Future research could focus on formulating synthesis methodologies that integrate efficacy requirements with a comprehensive depiction and analysis of de-implementation strategies. This could offer recommendations regarding the most appropriate discrete strategies or combinations thereof for addressing specific LVC practices, considering pertinent barriers to and facilitators for de- de-implementation [84]. Additionally, to facilitate the comparison of SR outcomes using various taxonomies for categorising de-implementation strategies, forthcoming methodological inquiries could explore the synergies between the ERIC and EPOC taxonomies [85].

Strengths and limitations

A strength of our overview of systematic reviews was that we considered the effectiveness of de-implementation studies across different healthcare practices, therefore highlighting successful strategies potentially applicable to other healthcare practices. However, some limitations should be noted. First, though we used reference list checking and a preliminary search in different databases to inform and improve the main search strategy, we may have missed some SRs in our search due to different indexing and terms used in diverse health fields. Second, if SR results were presented narratively, we had to rely on vote counting based on the results’ statistical significance due to missing information in the included SRs. Not considering trends in the effect estimates or effect estimates in general may have influenced the results and overestimated the differences between different de-implementation strategies [74]. Third, when categorising the effect, we did not differentiate between no change or a negative effect (i.e. increase in the LVC practice investigated). Although the effect was sometimes reported on the individual primary study level [55, 71], it did not occur on the SR level. Fourth, due to limited resources and a lack of software availability we were unable to assess the overlap of included primary studies. Although we cannot exclude the possibility of some overlap, it may be minimal, as most SRs addressed different research questions and subgroups. Additionally, we aimed to minimise that effect by excluding SRs that included primary studies entailed in other SRs. Fifth, we were unable to code the de-implementation strategies at the ERIC strategies due to missing detailed descriptions in the studies. Therefore, we coded at the ERIC clusters. However, the cluster-level analyses diminished the differences of certain strategies as ‘audit and provide feedback’ and ‘develop and organise quality monitoring systems’ (e.g. peer feedback, accountability tool) are comprised in one cluster (i.e. use evaluative and iterative strategies).
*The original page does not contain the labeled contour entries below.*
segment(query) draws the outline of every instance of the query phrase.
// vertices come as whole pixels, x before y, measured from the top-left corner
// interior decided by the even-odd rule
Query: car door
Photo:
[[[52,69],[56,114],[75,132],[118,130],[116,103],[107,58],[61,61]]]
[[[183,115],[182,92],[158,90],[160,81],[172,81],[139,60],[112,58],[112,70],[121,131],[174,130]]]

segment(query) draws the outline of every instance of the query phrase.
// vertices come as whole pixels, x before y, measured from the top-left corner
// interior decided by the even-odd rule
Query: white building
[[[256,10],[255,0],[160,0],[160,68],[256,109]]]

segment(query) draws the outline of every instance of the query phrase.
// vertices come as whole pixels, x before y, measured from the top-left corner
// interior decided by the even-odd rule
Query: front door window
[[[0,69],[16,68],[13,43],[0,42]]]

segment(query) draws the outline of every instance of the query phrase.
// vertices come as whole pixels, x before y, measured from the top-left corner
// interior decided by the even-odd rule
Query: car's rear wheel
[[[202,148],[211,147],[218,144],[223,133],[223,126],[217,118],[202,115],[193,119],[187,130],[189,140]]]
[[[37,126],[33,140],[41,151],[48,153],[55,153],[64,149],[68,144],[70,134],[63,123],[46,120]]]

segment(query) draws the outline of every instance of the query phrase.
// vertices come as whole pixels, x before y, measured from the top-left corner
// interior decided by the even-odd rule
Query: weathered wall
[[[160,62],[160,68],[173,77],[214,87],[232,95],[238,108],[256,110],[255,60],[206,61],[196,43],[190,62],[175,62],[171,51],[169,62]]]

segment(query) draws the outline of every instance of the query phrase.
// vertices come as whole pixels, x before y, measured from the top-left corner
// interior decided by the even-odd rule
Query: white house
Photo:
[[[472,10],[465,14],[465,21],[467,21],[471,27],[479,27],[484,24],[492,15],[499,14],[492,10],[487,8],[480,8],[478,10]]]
To highlight the relevant detailed information, we sometimes also added the specific strategies when describing the results.

Limitations of the evidence base

The SRs included primary studies with different study designs; some focused solely on RCTs (especially within the antibiotics reduction field), but most included less methodologically sound study designs, such as uncontrolled before–after studies. Kobewka et al. [55] found that the median relative reductions were slightly smaller in studies investigating the reduction of laboratory test utilisation, if a concurrent control group was used (median 16.5, IQR: 5.8 to 27.0) in comparison to no concurrent control group (median 24.9, IQR: 14.0 to 47.5).

Conclusions

The 46 SRs included in this overview of systematic reviews provided evidence for the effectiveness of de-implementation initiatives in medication utilisation. Inconsistent results were found for the reduction of laboratory tests and diagnostic imaging. Change infrastructure and workflow and develop stakeholder interrelationships were identified as the most promising de-implementation strategy categories. Suggestions for improving the SR conduct include following guidelines for the synthesis of complex interventions, focussing on the appropriateness of care outcomes, reporting on the development process and consistently reporting on the de-implementation strategies applied.